266. El viejo olivo

Javier Díez Moro

 

¿Recuerdas? ¡Fue tu olivo quien unió nuestros destinos! Recuerdo aquella carta tuya donde adjuntabas una fotografía de tu viejo olivo en el jardín de tu casa. Entonces yo ya había conocido los campos de Jaén. En mi juventud recorrí miles de kilómetros solo para poderlos pintar. Cuando estuve ante aquellos olivares coloridos en una tarde anaranjada, percibí su embriagante fragancia suave y dulce, ¡qué distinto del olor amargo, ácido, explosivo, para un extranjero como yo, de las aceitunas! Ante aquella borrachera olfativa, sentí que la pintura tenía una insalvable limitación para expresar lo que mis sentidos percibían. Podría expresar la placidez de los olivares rebruñidos bajo la luna argentada, el estremecimiento de sus haldares bajo los cielos preñados de tormentas o el titilar de sus flores racimadas con los vientos primaverales. Sí. Pero por más detalles y gama de colores que emplease en los cuadros, jamás transmitiría la infinidad de sensaciones de los campos jienenses.

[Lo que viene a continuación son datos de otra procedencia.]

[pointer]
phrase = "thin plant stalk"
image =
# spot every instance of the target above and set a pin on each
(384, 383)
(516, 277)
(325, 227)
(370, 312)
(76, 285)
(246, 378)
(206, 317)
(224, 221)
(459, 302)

Aquel olivo de tu jardín me hizo preguntarme y preguntarte -¿recuerdas?- ¿qué es un olivo? En tu siguiente carta me respondiste con estas palabras: Un olivo es un viejo, muy viejo, y también es un niño con una rama en la frente y colgado en la cintura un saquito lleno de aceitunas, y también una mujer con una vara y un serón, perfumada de fruta verde, hierba recién cortada, tomates, almendras.

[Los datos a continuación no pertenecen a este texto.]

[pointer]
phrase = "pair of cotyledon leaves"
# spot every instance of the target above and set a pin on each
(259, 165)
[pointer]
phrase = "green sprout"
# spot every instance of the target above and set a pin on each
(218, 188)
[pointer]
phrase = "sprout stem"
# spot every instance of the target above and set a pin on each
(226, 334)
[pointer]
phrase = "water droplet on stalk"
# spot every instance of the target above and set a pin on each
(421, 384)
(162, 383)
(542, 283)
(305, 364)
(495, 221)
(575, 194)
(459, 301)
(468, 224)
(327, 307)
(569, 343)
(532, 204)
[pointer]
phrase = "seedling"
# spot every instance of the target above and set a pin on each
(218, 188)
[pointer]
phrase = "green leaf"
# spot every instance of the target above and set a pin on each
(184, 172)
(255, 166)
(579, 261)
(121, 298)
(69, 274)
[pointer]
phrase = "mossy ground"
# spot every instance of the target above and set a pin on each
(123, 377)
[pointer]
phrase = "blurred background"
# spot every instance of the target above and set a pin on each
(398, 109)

Hoy sé el motivo de por qué el anciano olivo fue en mi memoria a enraizar. Tú me lo dijiste la primera vez que visité tu casa. Tu viejo olivo, tal vez como todos los demás olivos, posee un imán imperceptible, que hace que sea imposible quedar de otro árbol cautivo. He pintado muchos árboles en mi vida, pero ninguno como el olivo, testigo de nuestro amor epistolar, y que nos ha de sobrevivir.